Anche il “matematico impertinente” Odifreddi, pur ammettendo che negare la Shoah è da “deficienti” ha detto furbescamente di non saper nulla delle camere a gas salvo la vulgata del “ministero della propaganda alleato” e che le potrebbe stare “molto diversamente” da quanto insegnato. Ha giustificato un frequentatore del suo blog dicendo che si può ben essere antinazisti senza che questo comporti «accettare l’esistenza delle camere a gas senza prove, solo perché a tutti noi da sui nervi anche solo immaginare la possibilità che esse siano un’invenzione».
È il modello perfetto di quanto si diceva all’inizio: la verità è fragile perché deve far fronte all’insinuazione che chiede sempre nuove prove, ignorando quelle a disposizione. Per giunta, con uno sfrontato ribaltamento, chi insinua il dubbio si presenta come la voce della ragione positiva a fronte di chi, sostenendo la verità, viene presentato come un dogmatico, uno che non vuole discutere e vuole soltanto imporre un’opinione propagandistica.
Chi si presenta in tal modo avrebbe buon gioco, se fosse condannato a qualche pena da una legge contro il negazionismo, a presentarsi come una vittima, come simbolo della persecuzione della ragione. Per questo, non credo che una legge contro il negazionismo sia utile, e penso anzi che sia controproducente. Far tacere d’autorità la menzogna serve solo a rivestirla dell’aureola di vittima. Non può in alcun modo distruggerne l’esistenza e, mettendola in clandestinità, la renderà ancor più pericolosa. Si rischia di stimolare la creazione di una rete dei “samizdat” della menzogna negazionista; qualcosa di assai facile a farsi nei tempi della rete e dei social network.
Quindi, occorre affrontare questa situazione difficile – in cui il pullulare del negazionismo e dell’antisemitismo rischia (con buone ragioni) di far perdere la testa – con calma e razionalità. Anch’io penso che la vicenda di Priebke sia stata gestita malissimo, amplificandola a dismisura mentre doveva essere risolta in modo autorevole con poche mosse silenziose: come Aharon Applefeld penso che Priebke sarebbe felice di sentirsi odiato e che la scelta migliore sarebbe stata seppellirlo in fretta, in silenzio, senza perdono.
Inutile censurare il suo “testamento”: forse è meglio fargli fronte, come è profondamente sbagliato vietare la lettura di “Mein Kampf”, invece di farne uno strumento per descrivere l’abisso della perversione. La verità è difficile ma è l’unico strumento che abbiamo, da difendere con la discreta e determinata forza della ragione – quella autentica, non quella dei seminatori di insinuazioni.
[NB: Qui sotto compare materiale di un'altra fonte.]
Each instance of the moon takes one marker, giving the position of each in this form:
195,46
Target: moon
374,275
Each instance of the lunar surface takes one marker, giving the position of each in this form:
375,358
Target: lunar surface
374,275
Non serve moltiplicare le commemorazioni rituali, le manifestazioni esteriori e neppure gli insegnamenti impositivi: alla larga dall’idea dei corsi scolastici sulla Shoah. In questi giorni, invece di tanti discorsi, spesso vacui e retorici, di storiografia in pillole che provoca lo sbadiglio tra i giovani, una buona idea sarebbe stata proiettare nelle scuole il film di un grande regista tragicamente scomparso da poco, Carlo Lizzani, un uomo sensibile, un artista raffinato, un cittadino politicamente impegnato. Mi riferisco a quel capolavoro che è Hotel Meina, che può dire ai cuori e alle menti dei più giovani molto più di tanti discorsi.